The far more fundamental and simpler definitions of space time mass matter energy gravity become mandatory:

Tuesday, May 1, 2018

Einstein's 'spooky action' goes massive

Einstein's 'spooky action'  goes massive

by Staff Writers
Helsinki, Finland (SPX) Apr 26, 2018

Perhaps the strangest prediction of quantum theory is entanglement, a phenomenon whereby two  distant objects become intertwined in a manner that defies both classical physics and a “common-sense" understanding of reality. In 1935, Albert Einstein expressed his concern over this concept, referring to it as "spooky action at a distance".




Nowadays, entanglement is considered a cornerstone of quantum mechanics, and it is the key resource for a host of potentially transformative quantum technologies. Entanglement is, however, extremely fragile, and it has previously been observed only in microscopic systems such as light or atoms, and recently in superconducting electric circuits.

In work recently published in Nature, a team led by Prof. Mika Sillanpaa at Aalto University in Finland has shown that entanglement of massive objects can be generated and detected.

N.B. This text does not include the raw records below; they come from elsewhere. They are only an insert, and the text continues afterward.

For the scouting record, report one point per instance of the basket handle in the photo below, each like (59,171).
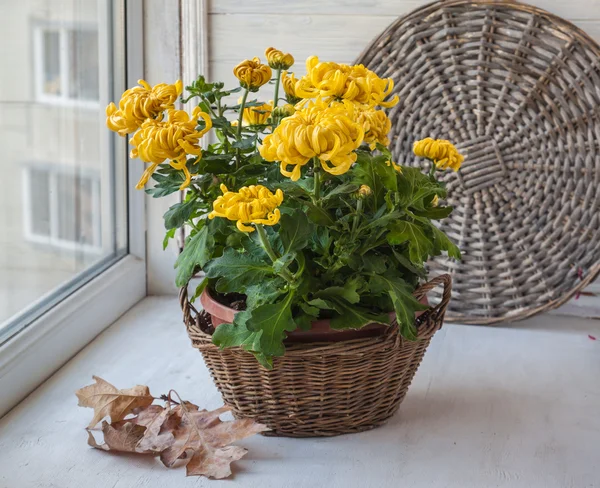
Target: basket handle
(434,317)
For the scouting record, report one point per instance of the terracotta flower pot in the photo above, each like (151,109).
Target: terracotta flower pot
(320,331)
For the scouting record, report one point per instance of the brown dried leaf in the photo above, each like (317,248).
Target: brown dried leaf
(106,400)
(159,430)
(122,436)
(208,439)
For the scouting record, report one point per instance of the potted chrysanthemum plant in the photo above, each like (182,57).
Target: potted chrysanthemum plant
(303,225)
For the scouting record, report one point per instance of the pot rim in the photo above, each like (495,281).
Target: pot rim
(214,307)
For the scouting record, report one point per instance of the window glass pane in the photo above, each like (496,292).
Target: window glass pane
(63,185)
(39,202)
(51,62)
(83,65)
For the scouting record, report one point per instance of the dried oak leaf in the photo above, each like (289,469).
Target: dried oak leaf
(107,400)
(123,436)
(203,435)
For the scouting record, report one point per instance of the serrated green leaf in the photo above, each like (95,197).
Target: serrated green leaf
(419,245)
(199,289)
(236,271)
(197,251)
(375,263)
(436,213)
(179,213)
(295,231)
(340,190)
(348,292)
(414,187)
(260,331)
(352,316)
(443,243)
(245,143)
(265,292)
(405,304)
(319,215)
(170,234)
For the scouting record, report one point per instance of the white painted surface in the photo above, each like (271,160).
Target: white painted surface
(490,407)
(31,356)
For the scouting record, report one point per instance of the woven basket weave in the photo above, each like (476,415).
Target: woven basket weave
(321,389)
(518,90)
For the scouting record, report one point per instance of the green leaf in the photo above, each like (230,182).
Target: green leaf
(260,331)
(365,173)
(197,251)
(374,263)
(442,242)
(414,187)
(236,271)
(320,303)
(419,245)
(405,304)
(319,215)
(246,143)
(265,292)
(295,231)
(199,289)
(169,235)
(387,173)
(355,317)
(179,213)
(340,190)
(436,213)
(348,292)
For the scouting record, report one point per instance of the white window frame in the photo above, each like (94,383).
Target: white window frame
(52,240)
(32,355)
(64,48)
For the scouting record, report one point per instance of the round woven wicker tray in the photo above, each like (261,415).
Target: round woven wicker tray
(320,388)
(518,90)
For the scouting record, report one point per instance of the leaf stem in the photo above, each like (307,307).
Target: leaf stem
(238,135)
(264,240)
(276,95)
(317,180)
(356,218)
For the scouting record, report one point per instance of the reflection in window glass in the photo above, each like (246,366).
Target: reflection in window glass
(61,194)
(51,62)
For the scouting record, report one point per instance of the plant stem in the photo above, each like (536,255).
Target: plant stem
(356,217)
(238,135)
(264,240)
(276,96)
(241,116)
(317,178)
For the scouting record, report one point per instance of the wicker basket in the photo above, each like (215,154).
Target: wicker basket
(518,90)
(321,389)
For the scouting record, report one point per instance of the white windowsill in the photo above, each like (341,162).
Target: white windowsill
(497,406)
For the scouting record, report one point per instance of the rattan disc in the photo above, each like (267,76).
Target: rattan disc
(518,90)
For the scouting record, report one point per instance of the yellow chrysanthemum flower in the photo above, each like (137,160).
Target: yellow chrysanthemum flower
(250,205)
(364,191)
(397,167)
(334,81)
(278,59)
(252,73)
(257,115)
(376,124)
(140,103)
(289,87)
(174,138)
(441,152)
(328,132)
(284,111)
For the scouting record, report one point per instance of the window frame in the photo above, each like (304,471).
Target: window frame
(49,340)
(53,239)
(63,30)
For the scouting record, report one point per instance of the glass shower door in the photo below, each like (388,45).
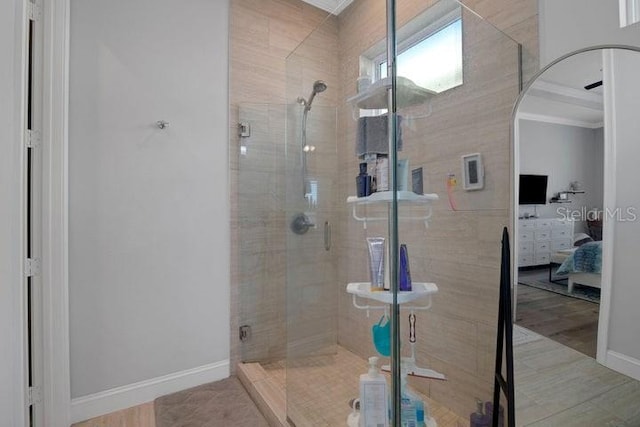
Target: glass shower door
(261,232)
(310,212)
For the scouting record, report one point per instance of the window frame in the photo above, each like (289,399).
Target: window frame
(411,34)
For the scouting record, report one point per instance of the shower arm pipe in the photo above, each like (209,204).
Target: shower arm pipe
(393,220)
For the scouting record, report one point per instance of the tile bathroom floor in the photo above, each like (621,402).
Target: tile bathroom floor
(321,387)
(555,387)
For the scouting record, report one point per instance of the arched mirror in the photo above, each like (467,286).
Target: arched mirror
(576,136)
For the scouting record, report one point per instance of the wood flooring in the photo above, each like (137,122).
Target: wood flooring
(570,321)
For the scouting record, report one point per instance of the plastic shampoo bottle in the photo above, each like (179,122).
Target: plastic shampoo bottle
(374,397)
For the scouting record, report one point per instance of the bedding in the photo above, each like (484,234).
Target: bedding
(585,259)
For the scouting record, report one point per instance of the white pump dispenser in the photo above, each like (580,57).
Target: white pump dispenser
(374,397)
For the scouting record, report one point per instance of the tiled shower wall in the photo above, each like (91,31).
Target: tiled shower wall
(263,34)
(459,250)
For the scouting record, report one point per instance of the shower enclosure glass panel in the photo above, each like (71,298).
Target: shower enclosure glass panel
(312,216)
(458,251)
(261,232)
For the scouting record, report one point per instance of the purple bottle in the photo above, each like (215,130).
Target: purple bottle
(405,273)
(488,409)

The researchers managed to bring the motions of two individual vibrating drumheads - fabricated from metallic aluminium on a silicon chip - into an entangled quantum state. The objects in the experiment are truly massive and macroscopic compared to the atomic scale: the circular drumheads have a diametre similar to the width of a thin human hair.

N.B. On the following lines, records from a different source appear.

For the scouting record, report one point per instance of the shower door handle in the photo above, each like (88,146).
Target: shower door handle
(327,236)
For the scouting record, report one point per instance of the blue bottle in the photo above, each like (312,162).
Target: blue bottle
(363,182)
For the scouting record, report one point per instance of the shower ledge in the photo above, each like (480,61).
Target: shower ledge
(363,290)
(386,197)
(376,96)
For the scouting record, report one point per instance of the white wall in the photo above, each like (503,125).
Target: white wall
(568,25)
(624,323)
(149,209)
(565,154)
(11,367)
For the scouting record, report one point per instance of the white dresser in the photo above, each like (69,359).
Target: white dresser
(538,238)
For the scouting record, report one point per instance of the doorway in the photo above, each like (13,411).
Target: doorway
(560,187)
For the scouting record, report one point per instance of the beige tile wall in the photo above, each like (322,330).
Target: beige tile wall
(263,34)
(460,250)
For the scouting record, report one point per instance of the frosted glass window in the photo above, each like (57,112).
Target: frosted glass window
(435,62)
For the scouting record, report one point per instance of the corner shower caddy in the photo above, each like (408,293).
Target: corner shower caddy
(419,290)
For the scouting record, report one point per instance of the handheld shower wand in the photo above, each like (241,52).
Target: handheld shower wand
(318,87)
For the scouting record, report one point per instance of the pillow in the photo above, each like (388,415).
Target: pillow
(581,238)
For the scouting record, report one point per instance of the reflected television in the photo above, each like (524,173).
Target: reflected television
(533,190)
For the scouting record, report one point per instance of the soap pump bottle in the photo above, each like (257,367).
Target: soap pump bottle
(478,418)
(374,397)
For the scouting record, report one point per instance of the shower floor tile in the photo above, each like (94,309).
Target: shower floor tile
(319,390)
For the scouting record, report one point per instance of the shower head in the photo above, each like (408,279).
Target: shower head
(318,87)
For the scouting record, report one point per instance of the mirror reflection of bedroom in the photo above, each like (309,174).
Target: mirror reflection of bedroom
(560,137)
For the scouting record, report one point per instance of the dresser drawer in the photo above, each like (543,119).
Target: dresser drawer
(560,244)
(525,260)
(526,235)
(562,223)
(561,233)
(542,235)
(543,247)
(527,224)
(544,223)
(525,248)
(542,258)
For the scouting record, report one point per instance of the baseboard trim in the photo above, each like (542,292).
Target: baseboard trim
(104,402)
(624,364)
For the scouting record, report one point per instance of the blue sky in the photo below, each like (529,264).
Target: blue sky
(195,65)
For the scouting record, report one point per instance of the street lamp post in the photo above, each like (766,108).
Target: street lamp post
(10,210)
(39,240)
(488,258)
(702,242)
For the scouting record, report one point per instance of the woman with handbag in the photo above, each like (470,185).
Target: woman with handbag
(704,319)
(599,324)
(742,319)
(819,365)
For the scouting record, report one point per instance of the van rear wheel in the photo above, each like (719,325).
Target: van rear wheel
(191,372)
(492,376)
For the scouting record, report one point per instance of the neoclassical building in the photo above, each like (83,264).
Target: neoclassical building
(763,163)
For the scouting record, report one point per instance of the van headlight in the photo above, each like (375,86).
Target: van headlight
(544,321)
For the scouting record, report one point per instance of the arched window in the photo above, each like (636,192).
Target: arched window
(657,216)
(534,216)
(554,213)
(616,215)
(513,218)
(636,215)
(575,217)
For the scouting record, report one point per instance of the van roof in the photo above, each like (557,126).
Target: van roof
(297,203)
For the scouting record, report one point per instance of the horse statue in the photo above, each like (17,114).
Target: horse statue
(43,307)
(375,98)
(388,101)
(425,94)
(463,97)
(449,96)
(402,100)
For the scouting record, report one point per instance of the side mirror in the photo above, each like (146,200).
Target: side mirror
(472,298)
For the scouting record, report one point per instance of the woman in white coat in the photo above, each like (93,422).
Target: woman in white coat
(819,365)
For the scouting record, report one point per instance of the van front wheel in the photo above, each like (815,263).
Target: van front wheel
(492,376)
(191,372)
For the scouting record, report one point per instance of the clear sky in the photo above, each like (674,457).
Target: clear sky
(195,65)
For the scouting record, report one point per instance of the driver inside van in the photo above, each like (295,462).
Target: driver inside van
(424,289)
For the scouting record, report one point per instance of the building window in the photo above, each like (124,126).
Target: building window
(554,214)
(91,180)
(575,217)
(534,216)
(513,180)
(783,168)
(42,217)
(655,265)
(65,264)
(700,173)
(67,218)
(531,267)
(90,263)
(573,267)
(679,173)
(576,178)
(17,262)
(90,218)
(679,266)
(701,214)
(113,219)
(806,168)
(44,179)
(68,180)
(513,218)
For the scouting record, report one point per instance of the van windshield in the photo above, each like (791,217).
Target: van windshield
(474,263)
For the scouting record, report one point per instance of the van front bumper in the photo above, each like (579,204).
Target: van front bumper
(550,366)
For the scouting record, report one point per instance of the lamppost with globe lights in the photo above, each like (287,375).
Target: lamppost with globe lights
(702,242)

The team also included scientists from the University of New South Wales Canberra in Australia, the University of Chicago, and the University of Jyvaskyla in Finland. The approach taken in the experiment was based on a theoretical innovation developed by Dr. Matt Woolley at UNSW and Prof. Aashish Clerk, now at the University of Chicago.

'The vibrating bodies are made to interact via a superconducting microwave circuit. The electromagnetic fields in the circuit are used to absorb all thermal disturbances and to leave behind only the quantum mechanical vibrations,' says Mika Sillanpaa, describing the experimental setup.

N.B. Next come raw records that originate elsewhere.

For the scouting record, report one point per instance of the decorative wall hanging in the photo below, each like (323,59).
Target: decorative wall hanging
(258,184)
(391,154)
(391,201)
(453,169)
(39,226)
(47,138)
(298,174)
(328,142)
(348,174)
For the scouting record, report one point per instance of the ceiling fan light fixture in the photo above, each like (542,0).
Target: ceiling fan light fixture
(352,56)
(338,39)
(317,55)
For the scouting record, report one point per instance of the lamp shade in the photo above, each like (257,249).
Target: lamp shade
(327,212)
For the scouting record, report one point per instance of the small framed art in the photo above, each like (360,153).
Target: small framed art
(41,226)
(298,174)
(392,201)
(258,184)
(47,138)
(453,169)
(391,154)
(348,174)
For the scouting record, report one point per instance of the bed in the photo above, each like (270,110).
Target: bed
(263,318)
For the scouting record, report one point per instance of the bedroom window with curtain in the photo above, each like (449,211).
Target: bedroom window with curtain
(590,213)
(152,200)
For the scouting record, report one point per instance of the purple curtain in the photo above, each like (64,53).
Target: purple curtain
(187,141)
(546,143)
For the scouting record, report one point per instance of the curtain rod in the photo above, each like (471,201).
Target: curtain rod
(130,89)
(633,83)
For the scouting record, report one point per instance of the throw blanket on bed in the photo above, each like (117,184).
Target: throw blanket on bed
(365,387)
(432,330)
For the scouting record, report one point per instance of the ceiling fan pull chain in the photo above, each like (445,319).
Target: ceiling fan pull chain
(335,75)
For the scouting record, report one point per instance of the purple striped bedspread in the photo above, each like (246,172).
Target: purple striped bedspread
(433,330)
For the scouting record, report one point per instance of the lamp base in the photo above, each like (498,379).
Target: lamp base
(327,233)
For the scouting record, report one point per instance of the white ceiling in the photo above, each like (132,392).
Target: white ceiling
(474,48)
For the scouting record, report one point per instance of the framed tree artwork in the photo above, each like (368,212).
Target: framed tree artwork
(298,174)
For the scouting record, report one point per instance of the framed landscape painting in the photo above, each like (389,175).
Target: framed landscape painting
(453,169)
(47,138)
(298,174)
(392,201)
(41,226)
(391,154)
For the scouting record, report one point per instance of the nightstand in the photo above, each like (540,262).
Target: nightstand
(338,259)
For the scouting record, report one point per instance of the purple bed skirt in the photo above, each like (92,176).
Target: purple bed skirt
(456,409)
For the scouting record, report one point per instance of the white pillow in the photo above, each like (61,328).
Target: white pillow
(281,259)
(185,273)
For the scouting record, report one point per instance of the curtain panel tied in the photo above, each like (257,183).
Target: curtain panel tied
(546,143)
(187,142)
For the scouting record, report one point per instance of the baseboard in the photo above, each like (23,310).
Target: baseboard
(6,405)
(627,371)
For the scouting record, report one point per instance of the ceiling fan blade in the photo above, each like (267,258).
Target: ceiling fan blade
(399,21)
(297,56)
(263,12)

Eliminating all forms of noise is crucial for the experiments, which is why they have to be conducted at extremely low temperatures near absolute zero, at -273 C. Remarkably, the experimental approach allows the unusual state of entanglement to persist for long periods of time, in this case up to half an hour.

'These measurements are challenging but extremely fascinating. In the future, we will attempt to teleport the mechanical vibrations. In quantum teleportation, properties of physical bodies can be transmitted across arbitrary distances using the channel of "spooky action at a distance",' explains Dr. Caspar Ockeloen-Korppi, the lead author on the work, who also performed the measurements.

The results demonstrate that it is now possible to have control over large mechanical objects in which exotic quantum states can be generated and stabilized. Not only does this achievement open doors for new kinds of quantum technologies and sensors, it can also enable studies of fundamental physics in, for example, the poorly understood interplay of gravity and quantum mechanics.

Research Report: 'Stabilized entanglement of massive mechanical oscillators'



............................................................................. Editor's note
Avoid the confusion caused by mingling statistics with cause and effect. Also, note the clarity and
insight a common denominator will provide as to ease of substitution of the natural laws of space time mass matter energy gravity (fields) opening far more innovative avenues toward future testing and wider applications.